Lucas Sommer, 24, thought he was just going to a networking event to get a little advice on how to launch his business idea. But 17 hours later, he was presented with an oversized check for $25,000 to get his music-community website off the ground.
There were only supposed to be seven finalists at the We Media PitchIt! Contest on Thursday morning at the University of Miami. But the night before, conference staff were so wowed by his idea at a poolside networking event, that they insisted Sommer be a last-minute addition to the contest -- giving the Miami resident and UM graduate only a few hours to prepare.
His website, Audimated.com, is a community of musicians and fans to share, discover, and make money from independent artists.
"This was an opportunity for We Media to help shape the future of music,'' said Brian Reich, one of the judges. We Media is an annual conference that revolves around innovation and entrepreneurship in the media industry.
Also winning $25,000 was journalist-turned-entrepreneur Melinda Wittstock for her presentation on AssignIt, a mobile application that would use volunteers around the community to help with hyper-local investigative journalism.
Running on a diet of Red Bull and no sleep, since he had to prepare contest materials overnight, Sommer explained his website, which aims to help starving artists. Independent artists get money for the music, tickets, and merchandise they sell. Fans also get paid a commission for promoting artists. He said the company would keep 10 percent of the profits and operate at a low cost. He criticized Apple's iTunes for not being friendly to independent artists, because it keeps 30 percent of every sale.

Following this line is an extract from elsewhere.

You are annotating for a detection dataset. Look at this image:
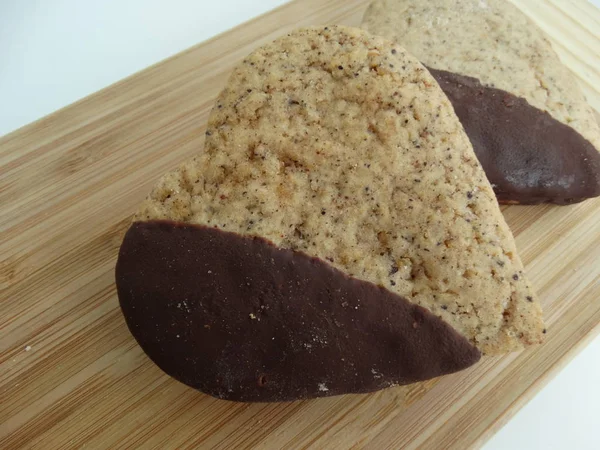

"Audimated and I will change and save the independent music industry," Sommer said, which he reported was a $3.4 billion market, not including merchandise.
On the journalism side, AssignIt hopes to help news organizations that can't afford to pay for journalists to spend time on detailed investigative work. Using a mobile application, users can tell journalists about breaking news or issues that they want covered, and journalists can ask the community to volunteer with specific assignments -- such as taking photos of a certain event. Journalists would put the community's work through a vetting process.
"It's not just the [job] cuts, but we're not doing stories that are relevant to people's daily lives. This is the next logical step,'' Wittstock said. ``The user and the professional journalist should be collaborating.''
The Washington D.C.-based entrepreneur has already started a similar business called the Capitol News Connection, where journalists get questions that citizens submit online to be asked of politicians. The service works with several media outlets, including WLRN 91.3-FM.
"Users want their news portable, personalized, participatory," Wittstock said. "It's a new way forward for investigative journalism that is sustainable."